«(…) Nalgumas ocasiões, a sátira partia do pecador. Do pecador ou do que passava por tal. Por exemplo, ria-se um de venerarem um sapato da Virgem Maria. Se o sapato fosse verdadeiro, já devia estar podre! Pois bem: o homem caiu no chão, com um ataque, e foi a çapata que o curou. Martim Alvites, morador em Alenquer, mais fazia cantigas de escárnio do que de amor. Também ele andou mal, mas teve de se arrepender, só trovando a Santa Maria, no resto da vida. Um jogral remedador imitava tudo à perfeição. Imitou Nossa Senhora, com o Menino ao colo, e o Menino pô-lo de pescoço torcido, para aprender. Nestes casos, o riso está mais nos ouvintes. É o riso e a sátira contra os incréus. Levam castigo? Bem feito!
Temos, ainda, o mundo ambíguo dos judeus e das judiarias. Vemos alguns deles a ferir um crucifixo. Escutamos algumas judias a troçar doutra, que invocava a Mãe de Deus nas dores do parto. Porém, o cómico mais burlesco vem dum bom homem a rezar a Santa Maria, no portal da igreja. Eis senão quando, vem um grande cão, chega-se a ele e atal o adobou / que ouv’a leixar sas prezes, com gáudio e troça de dois judeus. Claro, queixou-se o homenzinho à Mãe de Deus, por assim troçarem dele os judeus, e caiu-lhes o portal em cima. Mas, desta feita, nós rimos mas é da cena do cão, a alçar a perna e a fazer o que não devera a tão fiel cristão.

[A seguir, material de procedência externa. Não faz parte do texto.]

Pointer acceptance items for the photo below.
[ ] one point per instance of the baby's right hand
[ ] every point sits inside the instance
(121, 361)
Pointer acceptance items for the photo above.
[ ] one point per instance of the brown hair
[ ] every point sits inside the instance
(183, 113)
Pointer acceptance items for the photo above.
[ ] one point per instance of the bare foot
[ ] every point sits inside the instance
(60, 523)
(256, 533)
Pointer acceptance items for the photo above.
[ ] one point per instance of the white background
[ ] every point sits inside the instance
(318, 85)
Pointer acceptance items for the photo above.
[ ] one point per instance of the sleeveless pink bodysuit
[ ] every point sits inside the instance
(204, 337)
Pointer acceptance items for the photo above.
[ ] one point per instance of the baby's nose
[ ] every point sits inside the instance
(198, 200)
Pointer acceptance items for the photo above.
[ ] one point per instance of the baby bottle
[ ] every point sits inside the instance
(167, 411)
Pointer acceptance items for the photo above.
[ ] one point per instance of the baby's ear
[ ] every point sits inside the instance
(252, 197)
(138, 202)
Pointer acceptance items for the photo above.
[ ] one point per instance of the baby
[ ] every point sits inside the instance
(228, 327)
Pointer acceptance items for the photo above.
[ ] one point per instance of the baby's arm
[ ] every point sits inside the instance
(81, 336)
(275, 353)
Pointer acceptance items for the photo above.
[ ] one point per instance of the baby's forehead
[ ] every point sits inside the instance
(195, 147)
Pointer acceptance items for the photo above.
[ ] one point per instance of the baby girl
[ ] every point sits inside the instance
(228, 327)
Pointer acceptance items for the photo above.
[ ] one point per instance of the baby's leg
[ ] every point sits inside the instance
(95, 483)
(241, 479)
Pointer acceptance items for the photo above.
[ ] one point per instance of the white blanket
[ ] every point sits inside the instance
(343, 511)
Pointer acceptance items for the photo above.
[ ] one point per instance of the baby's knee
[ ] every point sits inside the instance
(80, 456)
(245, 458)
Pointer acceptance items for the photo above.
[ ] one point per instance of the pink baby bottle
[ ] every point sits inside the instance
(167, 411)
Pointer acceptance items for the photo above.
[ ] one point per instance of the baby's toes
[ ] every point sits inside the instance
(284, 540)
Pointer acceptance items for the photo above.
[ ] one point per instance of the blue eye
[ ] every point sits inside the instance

Para acabar, vamos escutar uma série de imprecações ou pragas contra os inimigos da Virgem Maria. Estamos no reino bravio da invectiva, um ramo da sátira que não é para rir: Maldito seja quen non loará / a que en si todas bondades á. É este o refrém e o maldito alterna com a bênção para quem a louvar. Vamos resumir: Maldito seja quem não disser bem daquela a quem nada falta de bom e digno! Maldito seja quem não disser bem da melhor das donas e não quiser o seu amor. No manuscrito das Cantigas de Santa Maria, temos ainda as gravuras: a mulher pelos ares, agarrada à cadeira..., a seta espetada no tabuleiro e o espanto dos que ali estão..., o homem da boca torcida a beijar a çapata maravilhosa... Mas isto são águas doutra vertente. Se um dia pudermos, delas trataremos.
Cantigas de Escárnio e Maldizer
Jean-Marie d’Heur, num estudo sobre a Arte de Trovar do Cancioneiro
Colocci-Brancuti, distribui as poesias deste cancioneiro por grupos
distintos e de tamanho desigual: 725 cantigas de amor; 504 cantigas de amigo;
212 cantigas de escárnio; 183 cantigas de maldizer; 32 tenções; e 23 cantigas
sob o título de Varia. O
Prof. M. Rodrigues Lapa alargou a sua análise a vários cancioneiros,
limitando-se às cantigas de escárnio e maldizer, a fim de reunir a vasta
colectânea das Cantigas d’Escarnho
e de Mal Dizer dos Cancioneiros Medievais Galego-Portugueses, com
nada menos de 431 poesias deste género, na segunda edição. Porém, ao contrário
de Jean-Marie d’Heur, não isola as tenções, aqui, num todo à parte. Outro era o
seu fim e sabia que algumas delas são temperamentalmente iguais a outras
cantigas de escárnio e maldizer, só que vêm estruturadas em diálogo mais ou menos
agressivo, à maneira de certas cantigas ao desafio dos nossos dias, nas feiras
e arraiais do Norte. Carolina Michaëlis Vasconcelos, em quinze artigos modestamente
intitulados Randglossen zum altportugiesischen
Liederbuch, publicados entre 1896 e 1905, estudou muitas cantigas de
escárnio e maldizer, por vezes obscenas e grosseiras. Nestas Notas à margem do antigo Cancioneiro
Português interpreta, sobretudo, as cantigas satíricas,
recorrendo às fontes históricas para esclarecer certos pontos dessas poesias e
dos seus autores». In Mário Martins, A Sátira na Literatura medieval Portuguesa (séculos
XIII e XIV), Biblioteca Breve, Série Literatura, volume 8, Instituto de Cultura
e Língua Portuguesa, Centro Virtual Camões, 1986.